One way would be to setup a Decrypted Traffic Mirror which can be enabled in the policy. Then take a WireShark capture (Network -> Diagnostics) on the interface you have configured for the mirror: https://community.fortinet.com/t5/FortiGate/Technical-Tip-Mirroring-SSL-inspected-traffic/ta-p/18945...

Technical Support Engineer,
Anthony.
sjoshi
Staff
Staff

Hi,

 

While accessing the website you should be able to see the FGT DPI certificate and not the website server certificate

Let us know if this helps.
Salon Raj Joshi
Webspacekit
New Contributor

To verify Fortinet SSL Deep Inspection, check the SSL Inspection profile in Security Profiles > SSL/SSH Inspection and ensure it's set to Deep Inspection with the correct CA certificate. Confirm that the profile is applied to relevant firewall policies in Policy & Objects > IPv4 Policy. Review logs in Log & Report > SSL Inspection for "decrypt" entries. Use diag debug commands to inspect real-time traffic and ensure no SSL-related errors. Finally, test with tools like Wireshark to verify SSL decryption is happening properly.

pminarik
Staff
Staff

> from the pcap how we can know

 

Assuming you want to find out purely based on pcaps:

In order for the FGT to DPI the traffic, it must participate in the TLS hanshake and offer its own keying material (from which encryption keys are derived), thus a DPI'd TLS session cannot be the same on both sides (client↔FGT, FGT↔server).
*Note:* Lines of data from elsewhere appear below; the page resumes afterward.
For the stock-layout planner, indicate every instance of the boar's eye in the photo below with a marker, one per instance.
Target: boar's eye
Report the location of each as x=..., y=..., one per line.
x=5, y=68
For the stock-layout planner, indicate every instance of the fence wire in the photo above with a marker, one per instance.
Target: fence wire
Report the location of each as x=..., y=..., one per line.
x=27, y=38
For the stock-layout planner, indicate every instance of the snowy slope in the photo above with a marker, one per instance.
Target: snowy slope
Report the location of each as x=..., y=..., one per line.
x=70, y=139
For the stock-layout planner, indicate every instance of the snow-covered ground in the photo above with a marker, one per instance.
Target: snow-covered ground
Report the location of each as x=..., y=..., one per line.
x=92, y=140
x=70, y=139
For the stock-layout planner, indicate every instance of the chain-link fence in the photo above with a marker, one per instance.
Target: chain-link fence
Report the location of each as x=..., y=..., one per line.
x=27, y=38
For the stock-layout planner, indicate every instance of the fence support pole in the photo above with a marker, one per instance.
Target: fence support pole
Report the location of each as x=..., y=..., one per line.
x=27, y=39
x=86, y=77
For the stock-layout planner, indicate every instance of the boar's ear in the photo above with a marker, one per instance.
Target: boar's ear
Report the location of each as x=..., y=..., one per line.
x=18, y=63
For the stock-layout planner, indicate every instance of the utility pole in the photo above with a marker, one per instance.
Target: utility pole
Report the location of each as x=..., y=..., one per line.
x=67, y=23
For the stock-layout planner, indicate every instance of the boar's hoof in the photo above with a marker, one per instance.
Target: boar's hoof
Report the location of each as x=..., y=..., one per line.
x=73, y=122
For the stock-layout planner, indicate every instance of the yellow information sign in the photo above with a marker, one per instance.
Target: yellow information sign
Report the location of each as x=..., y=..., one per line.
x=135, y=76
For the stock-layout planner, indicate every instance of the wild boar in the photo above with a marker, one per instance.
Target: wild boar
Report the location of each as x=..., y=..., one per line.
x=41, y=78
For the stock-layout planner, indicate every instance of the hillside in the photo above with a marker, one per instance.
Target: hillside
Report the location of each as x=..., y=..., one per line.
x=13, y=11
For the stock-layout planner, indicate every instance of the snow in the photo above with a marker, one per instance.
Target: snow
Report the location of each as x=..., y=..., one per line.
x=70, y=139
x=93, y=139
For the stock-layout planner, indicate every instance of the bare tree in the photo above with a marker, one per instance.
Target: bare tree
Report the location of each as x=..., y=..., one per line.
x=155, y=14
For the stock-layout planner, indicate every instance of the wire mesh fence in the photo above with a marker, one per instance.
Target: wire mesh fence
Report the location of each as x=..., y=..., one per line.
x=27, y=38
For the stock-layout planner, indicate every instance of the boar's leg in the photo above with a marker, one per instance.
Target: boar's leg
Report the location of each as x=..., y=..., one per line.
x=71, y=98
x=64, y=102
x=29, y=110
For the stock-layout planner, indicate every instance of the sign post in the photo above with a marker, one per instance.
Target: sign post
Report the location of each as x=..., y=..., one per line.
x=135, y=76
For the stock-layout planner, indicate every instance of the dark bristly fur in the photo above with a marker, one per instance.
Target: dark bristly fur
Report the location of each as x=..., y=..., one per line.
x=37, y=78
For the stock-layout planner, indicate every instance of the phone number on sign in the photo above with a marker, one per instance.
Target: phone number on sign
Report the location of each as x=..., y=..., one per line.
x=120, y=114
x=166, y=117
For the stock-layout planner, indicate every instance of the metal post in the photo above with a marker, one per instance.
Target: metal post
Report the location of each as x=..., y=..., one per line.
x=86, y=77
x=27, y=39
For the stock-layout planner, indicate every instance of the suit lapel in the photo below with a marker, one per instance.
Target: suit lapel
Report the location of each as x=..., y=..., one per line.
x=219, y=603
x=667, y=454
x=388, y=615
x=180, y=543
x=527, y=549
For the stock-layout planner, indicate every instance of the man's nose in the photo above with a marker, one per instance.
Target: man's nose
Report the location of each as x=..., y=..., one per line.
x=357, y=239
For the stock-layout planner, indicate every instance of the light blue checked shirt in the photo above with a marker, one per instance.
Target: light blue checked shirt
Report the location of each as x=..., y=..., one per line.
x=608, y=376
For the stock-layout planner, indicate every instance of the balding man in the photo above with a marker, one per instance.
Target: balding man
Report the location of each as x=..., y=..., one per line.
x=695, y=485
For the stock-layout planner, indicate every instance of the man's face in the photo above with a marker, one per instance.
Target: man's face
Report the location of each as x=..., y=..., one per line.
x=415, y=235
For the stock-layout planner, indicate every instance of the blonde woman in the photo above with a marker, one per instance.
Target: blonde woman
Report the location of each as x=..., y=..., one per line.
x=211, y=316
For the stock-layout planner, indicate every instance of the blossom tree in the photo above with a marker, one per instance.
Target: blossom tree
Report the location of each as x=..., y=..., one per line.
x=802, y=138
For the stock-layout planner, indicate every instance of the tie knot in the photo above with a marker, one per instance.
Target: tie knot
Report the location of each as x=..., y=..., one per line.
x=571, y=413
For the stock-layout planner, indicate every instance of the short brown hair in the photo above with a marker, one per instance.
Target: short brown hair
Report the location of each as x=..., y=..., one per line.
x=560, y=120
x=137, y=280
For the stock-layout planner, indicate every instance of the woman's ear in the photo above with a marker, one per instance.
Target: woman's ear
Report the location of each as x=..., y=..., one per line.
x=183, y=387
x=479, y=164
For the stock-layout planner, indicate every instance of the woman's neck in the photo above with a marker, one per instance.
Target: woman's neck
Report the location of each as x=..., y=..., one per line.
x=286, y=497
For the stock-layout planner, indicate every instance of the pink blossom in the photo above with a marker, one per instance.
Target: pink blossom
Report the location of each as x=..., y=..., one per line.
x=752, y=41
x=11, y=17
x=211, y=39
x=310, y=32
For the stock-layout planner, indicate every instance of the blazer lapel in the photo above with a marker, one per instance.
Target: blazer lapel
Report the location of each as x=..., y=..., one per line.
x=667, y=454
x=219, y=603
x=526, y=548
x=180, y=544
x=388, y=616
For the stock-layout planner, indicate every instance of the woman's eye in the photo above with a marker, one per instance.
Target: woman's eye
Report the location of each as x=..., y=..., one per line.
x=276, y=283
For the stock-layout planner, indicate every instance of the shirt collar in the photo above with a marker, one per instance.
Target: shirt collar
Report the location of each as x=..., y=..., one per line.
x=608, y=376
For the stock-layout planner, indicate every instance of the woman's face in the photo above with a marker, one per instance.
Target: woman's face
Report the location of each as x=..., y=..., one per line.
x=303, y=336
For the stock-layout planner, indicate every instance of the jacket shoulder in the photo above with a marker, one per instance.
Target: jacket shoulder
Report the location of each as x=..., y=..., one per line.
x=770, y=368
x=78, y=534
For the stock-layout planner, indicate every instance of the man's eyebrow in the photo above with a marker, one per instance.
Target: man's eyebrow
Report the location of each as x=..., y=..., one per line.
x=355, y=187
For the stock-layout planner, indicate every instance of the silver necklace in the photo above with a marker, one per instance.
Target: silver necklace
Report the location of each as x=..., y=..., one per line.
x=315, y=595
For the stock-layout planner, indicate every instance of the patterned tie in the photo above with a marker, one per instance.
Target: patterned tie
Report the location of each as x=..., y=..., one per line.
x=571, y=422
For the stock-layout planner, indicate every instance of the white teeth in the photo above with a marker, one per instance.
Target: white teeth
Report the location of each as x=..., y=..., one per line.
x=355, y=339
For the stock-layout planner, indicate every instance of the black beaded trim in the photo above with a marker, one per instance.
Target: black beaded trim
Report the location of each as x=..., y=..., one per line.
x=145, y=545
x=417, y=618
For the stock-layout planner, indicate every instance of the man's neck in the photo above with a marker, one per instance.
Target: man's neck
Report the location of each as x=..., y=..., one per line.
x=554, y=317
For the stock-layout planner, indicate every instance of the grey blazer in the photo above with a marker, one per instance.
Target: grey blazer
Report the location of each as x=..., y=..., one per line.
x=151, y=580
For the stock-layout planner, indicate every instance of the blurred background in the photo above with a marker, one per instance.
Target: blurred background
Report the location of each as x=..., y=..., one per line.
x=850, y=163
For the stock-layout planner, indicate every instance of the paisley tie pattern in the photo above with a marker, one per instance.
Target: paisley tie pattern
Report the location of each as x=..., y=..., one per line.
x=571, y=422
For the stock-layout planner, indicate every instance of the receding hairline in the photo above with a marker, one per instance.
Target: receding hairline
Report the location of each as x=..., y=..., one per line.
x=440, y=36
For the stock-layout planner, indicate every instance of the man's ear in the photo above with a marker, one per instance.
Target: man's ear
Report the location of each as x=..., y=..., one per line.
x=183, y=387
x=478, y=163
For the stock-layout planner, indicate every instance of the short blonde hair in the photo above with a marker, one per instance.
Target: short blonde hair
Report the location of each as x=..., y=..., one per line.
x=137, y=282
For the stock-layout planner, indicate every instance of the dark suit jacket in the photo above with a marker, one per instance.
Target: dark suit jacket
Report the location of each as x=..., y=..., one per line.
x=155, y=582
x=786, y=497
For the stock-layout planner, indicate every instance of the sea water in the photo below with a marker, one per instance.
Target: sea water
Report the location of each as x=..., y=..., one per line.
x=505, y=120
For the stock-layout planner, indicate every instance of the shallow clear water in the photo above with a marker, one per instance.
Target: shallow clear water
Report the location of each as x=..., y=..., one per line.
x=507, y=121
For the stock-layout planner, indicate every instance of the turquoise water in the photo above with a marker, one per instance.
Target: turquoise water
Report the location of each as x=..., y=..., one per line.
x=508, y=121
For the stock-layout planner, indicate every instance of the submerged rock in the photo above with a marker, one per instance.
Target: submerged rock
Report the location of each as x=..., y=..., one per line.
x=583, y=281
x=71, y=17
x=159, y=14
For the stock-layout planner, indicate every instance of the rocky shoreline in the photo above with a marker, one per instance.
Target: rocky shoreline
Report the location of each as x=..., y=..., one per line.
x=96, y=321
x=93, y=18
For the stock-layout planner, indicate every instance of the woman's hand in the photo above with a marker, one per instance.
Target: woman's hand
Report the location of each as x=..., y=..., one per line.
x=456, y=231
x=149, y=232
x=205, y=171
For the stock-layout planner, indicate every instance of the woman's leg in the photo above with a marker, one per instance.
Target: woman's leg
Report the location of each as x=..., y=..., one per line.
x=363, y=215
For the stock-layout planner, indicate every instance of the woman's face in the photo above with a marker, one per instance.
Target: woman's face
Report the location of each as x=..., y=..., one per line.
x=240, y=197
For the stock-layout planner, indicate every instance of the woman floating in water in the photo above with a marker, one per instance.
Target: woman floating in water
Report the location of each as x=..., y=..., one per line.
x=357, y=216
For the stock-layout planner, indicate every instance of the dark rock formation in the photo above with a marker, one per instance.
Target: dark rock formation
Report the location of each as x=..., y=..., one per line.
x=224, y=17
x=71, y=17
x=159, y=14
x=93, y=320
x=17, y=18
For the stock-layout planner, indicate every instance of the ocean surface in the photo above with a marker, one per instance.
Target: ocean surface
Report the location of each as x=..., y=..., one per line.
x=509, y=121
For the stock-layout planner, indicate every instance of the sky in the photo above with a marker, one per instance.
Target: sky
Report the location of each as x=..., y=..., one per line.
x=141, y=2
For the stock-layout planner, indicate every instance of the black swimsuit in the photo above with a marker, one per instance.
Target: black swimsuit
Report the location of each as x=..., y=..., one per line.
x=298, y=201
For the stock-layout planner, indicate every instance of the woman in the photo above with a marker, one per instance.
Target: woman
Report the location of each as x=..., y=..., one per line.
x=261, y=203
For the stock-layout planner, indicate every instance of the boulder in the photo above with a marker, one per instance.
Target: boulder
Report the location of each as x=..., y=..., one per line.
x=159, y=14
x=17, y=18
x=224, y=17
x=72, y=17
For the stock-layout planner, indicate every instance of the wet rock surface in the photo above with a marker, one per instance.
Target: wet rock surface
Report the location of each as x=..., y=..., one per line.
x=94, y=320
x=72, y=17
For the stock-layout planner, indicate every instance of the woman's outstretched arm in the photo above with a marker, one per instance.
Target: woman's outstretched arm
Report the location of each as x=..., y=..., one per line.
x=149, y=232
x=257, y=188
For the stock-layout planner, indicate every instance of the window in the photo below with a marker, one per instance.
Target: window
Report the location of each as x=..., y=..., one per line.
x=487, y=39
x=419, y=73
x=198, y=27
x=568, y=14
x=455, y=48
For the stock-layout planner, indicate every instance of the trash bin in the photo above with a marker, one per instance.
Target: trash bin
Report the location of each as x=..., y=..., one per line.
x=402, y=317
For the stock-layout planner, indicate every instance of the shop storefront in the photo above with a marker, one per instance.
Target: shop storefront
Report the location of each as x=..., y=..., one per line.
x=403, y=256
This means that you need packet captures of both sides'diag sniffer packet any "host <server-ip> and port <server-port>" 6 0' a should be sufficient.

 

In TLS 1.3, the keying material is transported in the key_share extension in ClientHello and ServerHello messages.

In TLS 1.2, it is transported in ServerKeyExchange and ClientKeyExchange messages.

 

If using TLS 1.2, the easy tell-tale sign is to export the server's certificate from the pcap. If this certificate is signed by a CA that is used by the FGT to DPI, you have an an easy confirmation.

 

Lastly, you could probably also do a simple byte-to-byte comparison of the TLS handshake payloads on both sides. If they're identical, DPI did not happen.